2018 Early Career Investigator Grant Recipient — Chunsheng Li, PhD
Project Summary
Antibodies recognizing specific tumor targets can be used to deliver therapeutic payloads with high degree of specificity. The simultaneous use of antibody against same target for imaging and for therapy, an approach named “theranostics”, offers unique opportunities for precision medicine and rapidly assessing therapeutic response at molecular level.

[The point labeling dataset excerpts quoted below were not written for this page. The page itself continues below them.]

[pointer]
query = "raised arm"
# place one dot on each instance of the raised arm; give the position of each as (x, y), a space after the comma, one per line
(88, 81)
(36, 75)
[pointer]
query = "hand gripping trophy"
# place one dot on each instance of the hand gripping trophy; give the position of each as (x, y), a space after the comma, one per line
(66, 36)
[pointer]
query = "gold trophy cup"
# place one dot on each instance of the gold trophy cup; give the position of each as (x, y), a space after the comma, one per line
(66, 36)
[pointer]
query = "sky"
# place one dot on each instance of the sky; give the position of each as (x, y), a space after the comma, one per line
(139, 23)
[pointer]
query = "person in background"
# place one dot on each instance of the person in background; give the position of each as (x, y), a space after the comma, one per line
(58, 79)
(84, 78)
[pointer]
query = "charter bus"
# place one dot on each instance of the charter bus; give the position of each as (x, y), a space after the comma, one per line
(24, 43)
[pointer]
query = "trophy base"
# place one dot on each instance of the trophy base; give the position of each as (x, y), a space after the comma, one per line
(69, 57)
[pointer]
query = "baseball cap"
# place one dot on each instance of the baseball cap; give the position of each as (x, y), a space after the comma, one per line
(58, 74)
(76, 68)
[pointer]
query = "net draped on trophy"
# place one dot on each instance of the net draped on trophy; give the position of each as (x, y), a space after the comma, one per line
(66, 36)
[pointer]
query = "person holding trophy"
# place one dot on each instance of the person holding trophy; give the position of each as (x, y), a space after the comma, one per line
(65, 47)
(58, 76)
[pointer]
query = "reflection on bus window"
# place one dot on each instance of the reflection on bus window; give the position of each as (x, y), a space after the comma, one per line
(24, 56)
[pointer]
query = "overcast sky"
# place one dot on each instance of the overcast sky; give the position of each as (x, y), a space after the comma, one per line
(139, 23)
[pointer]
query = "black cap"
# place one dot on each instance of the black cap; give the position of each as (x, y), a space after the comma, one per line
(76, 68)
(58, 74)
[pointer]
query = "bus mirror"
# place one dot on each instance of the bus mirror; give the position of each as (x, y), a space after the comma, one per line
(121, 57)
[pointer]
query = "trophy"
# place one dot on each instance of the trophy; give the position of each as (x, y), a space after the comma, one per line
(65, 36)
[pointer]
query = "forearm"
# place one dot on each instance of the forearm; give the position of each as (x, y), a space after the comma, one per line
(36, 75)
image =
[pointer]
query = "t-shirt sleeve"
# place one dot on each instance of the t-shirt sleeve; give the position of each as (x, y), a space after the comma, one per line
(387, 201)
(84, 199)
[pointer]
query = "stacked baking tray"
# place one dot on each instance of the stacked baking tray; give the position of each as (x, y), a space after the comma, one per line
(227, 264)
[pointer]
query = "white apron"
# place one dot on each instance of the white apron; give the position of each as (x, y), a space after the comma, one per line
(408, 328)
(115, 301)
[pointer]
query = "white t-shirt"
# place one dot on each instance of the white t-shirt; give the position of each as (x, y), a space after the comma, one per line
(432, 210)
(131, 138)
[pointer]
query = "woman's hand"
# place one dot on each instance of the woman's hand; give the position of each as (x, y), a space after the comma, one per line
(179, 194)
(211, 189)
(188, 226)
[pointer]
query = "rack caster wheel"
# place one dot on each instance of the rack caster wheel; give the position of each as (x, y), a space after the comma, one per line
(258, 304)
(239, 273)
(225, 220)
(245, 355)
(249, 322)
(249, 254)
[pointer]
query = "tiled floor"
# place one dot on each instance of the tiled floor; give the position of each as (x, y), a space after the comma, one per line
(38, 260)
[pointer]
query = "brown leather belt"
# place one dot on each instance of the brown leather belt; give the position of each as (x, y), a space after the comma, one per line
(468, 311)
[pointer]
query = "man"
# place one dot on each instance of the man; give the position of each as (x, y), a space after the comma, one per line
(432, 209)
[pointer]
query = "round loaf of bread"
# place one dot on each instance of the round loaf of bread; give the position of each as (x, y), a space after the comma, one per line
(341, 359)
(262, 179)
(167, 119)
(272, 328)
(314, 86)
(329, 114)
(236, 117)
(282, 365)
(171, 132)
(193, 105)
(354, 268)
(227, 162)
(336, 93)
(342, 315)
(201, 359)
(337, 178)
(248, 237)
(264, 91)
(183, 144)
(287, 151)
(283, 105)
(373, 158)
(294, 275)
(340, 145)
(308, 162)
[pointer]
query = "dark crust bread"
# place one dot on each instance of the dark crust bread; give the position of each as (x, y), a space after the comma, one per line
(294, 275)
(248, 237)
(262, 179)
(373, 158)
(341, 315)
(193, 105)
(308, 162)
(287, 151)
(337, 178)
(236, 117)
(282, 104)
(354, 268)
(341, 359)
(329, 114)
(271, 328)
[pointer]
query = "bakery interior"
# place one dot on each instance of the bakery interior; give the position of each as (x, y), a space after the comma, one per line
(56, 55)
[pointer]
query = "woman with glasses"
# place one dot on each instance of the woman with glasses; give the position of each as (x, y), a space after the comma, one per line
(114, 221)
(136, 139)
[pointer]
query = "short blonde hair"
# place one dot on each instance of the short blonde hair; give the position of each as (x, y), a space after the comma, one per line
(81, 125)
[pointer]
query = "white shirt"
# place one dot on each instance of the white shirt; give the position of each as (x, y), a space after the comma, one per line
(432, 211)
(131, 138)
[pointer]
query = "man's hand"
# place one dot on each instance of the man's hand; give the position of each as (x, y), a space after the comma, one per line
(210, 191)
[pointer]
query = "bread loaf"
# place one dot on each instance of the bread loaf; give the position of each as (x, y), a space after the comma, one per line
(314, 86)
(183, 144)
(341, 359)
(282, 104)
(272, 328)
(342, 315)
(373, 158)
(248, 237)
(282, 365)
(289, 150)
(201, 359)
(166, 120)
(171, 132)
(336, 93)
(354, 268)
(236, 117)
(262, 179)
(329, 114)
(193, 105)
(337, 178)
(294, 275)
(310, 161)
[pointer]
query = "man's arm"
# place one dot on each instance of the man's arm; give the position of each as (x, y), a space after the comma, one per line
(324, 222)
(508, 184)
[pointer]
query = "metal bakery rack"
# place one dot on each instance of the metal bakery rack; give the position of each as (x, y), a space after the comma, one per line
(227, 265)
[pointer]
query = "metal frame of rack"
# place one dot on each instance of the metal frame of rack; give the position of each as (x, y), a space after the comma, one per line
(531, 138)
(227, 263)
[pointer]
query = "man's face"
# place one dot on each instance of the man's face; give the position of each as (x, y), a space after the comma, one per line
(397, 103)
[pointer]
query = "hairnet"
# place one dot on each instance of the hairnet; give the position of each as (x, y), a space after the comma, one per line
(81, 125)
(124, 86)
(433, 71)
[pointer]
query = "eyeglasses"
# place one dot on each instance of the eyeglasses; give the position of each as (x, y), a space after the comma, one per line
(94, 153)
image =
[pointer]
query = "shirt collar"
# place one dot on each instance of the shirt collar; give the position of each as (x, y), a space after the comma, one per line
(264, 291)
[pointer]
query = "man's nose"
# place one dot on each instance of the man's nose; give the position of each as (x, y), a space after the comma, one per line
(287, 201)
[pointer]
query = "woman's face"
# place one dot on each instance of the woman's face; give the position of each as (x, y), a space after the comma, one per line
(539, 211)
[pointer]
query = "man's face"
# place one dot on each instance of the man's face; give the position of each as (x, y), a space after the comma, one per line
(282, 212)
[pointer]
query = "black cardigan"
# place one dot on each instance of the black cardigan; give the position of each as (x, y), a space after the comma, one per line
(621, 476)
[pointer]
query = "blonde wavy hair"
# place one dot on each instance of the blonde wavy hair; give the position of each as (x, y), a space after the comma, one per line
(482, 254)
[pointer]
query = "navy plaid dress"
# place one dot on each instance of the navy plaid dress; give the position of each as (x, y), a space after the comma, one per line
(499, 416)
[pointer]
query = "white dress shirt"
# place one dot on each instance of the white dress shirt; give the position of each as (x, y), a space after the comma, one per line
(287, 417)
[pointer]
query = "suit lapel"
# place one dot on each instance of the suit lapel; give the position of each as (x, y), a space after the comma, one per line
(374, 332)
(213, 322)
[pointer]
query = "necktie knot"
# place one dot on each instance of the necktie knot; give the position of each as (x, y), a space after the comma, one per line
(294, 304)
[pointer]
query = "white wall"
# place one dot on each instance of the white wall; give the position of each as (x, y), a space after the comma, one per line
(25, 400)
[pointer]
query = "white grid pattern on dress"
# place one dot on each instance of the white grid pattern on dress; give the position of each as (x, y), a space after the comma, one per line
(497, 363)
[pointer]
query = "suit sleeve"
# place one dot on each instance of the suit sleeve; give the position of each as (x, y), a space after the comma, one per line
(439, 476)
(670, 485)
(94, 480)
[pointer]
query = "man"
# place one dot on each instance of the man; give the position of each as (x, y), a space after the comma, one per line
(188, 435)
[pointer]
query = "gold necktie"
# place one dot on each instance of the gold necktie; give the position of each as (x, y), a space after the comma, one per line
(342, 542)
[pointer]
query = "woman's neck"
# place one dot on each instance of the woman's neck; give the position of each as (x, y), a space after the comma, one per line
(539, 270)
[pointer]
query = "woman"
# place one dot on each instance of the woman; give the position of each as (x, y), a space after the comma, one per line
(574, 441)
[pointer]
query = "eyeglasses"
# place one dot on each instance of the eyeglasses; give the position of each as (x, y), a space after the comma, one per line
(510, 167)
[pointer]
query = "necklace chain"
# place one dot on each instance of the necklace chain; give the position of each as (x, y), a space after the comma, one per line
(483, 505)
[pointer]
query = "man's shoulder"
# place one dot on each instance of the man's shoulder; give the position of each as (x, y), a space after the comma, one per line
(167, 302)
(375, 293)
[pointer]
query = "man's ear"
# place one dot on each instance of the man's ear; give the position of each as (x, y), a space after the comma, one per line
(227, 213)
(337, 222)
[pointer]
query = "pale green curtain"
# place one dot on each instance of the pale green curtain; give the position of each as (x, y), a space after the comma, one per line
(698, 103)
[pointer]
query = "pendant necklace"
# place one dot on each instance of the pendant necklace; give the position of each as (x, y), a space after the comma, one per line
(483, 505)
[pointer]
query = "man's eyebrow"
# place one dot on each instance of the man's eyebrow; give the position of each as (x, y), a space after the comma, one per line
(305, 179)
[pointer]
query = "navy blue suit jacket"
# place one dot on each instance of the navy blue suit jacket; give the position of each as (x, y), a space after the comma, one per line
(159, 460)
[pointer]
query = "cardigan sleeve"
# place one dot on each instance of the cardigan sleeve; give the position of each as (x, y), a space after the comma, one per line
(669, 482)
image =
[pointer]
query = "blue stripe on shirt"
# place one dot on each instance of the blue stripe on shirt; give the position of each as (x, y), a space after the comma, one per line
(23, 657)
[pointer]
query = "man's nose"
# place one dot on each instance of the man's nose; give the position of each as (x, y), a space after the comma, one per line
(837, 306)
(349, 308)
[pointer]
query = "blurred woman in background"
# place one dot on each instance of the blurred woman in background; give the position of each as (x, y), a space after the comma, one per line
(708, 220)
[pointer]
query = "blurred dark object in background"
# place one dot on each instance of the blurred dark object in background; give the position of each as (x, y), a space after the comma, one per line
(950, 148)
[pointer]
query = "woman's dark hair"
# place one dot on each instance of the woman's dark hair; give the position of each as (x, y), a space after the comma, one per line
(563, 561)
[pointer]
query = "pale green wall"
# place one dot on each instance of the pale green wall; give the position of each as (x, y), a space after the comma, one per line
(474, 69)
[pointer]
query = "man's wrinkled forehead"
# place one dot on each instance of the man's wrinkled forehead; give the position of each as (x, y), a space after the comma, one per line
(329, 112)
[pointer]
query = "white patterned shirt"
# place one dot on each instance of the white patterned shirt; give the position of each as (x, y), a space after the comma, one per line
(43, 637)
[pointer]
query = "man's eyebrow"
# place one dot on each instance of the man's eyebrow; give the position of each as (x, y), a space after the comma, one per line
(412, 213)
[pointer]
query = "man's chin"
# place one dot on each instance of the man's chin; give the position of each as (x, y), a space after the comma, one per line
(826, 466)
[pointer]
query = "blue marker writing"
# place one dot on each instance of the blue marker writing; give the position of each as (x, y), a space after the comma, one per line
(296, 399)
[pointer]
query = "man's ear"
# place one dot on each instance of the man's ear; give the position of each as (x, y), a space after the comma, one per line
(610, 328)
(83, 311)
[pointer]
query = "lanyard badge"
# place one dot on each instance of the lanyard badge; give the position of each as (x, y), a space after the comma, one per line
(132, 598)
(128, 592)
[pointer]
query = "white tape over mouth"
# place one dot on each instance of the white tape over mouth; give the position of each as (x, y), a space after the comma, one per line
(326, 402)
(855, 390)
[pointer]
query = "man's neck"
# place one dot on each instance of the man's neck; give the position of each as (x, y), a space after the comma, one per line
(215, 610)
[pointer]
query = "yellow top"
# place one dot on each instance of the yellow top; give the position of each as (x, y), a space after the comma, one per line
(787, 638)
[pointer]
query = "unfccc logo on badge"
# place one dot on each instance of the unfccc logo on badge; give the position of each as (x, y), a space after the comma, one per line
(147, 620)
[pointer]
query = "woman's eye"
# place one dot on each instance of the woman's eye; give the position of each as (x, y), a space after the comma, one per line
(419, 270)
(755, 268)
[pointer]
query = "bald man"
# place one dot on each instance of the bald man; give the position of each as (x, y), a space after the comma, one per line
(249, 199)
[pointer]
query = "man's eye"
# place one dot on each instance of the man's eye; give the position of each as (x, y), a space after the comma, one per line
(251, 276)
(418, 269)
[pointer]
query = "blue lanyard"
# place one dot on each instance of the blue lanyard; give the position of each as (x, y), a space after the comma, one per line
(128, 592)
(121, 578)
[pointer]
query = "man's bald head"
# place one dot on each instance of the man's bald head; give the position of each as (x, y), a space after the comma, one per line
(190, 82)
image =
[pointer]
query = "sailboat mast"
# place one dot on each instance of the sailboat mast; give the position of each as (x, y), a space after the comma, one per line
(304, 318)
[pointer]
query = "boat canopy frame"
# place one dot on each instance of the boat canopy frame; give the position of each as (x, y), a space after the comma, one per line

The first example of such antibody-based theranotics is Herceptin in HER2-positive breast cancer: Herceptin is used as companion diagnostic imaging tool as well as the targeted therapy.
To develop effective anti-tumor vascular therapeutics, one needs a robust biomarker, AND a good antibody that can specifically bind to the target. We and others have found one for EOC: CD248/TEM1. It is present at high level in tumor and its microenvironment in EOC and almost absent in normal organs. Importantly, CD248 is expressed by >90% EOC patients on the tumor or tumor vasculature, and its high expression correlates with poor survival. This means that if we can target it, we may destroy tumor but leave normal tissues intact. We also have developed robust antibody against CD248 (78Fc panel, US Patent 61/639,325). We showed that our patented antibodies can find the biomarker and upon binding deliver a payload, for imaging or therapeutic, to CD248-expressing cells. Surprisingly, we found such immunotherapies only directly kill, but also induce significant lymphocyte infiltration into tumors. In addition, tumor rejection was observed upon re-challenging in preclinical models (in submission). Such immune activation we observed could in turn sensitizing previously “cold tumor” EOC, to checkpoint inhibitors such as PD-1/CDLA4.
This project intends to develop companion diagnostics and antibody-immunotherapy with this antibody: screening methods (such as antibody-based immunoPET and serum ELISA) to identify patients with EOC that can be treated with anti-CD248 drugs; we will then develop drugs that are linked to the antibody (such as antibody-drug conjugate) so it can be delivered to the tumor directly to kill. In addition, combined with PD-1 blockade, how ADC therapies exert antitumor immune response to sensitize “cold” tumors that previously resistant to PD-1 therapy.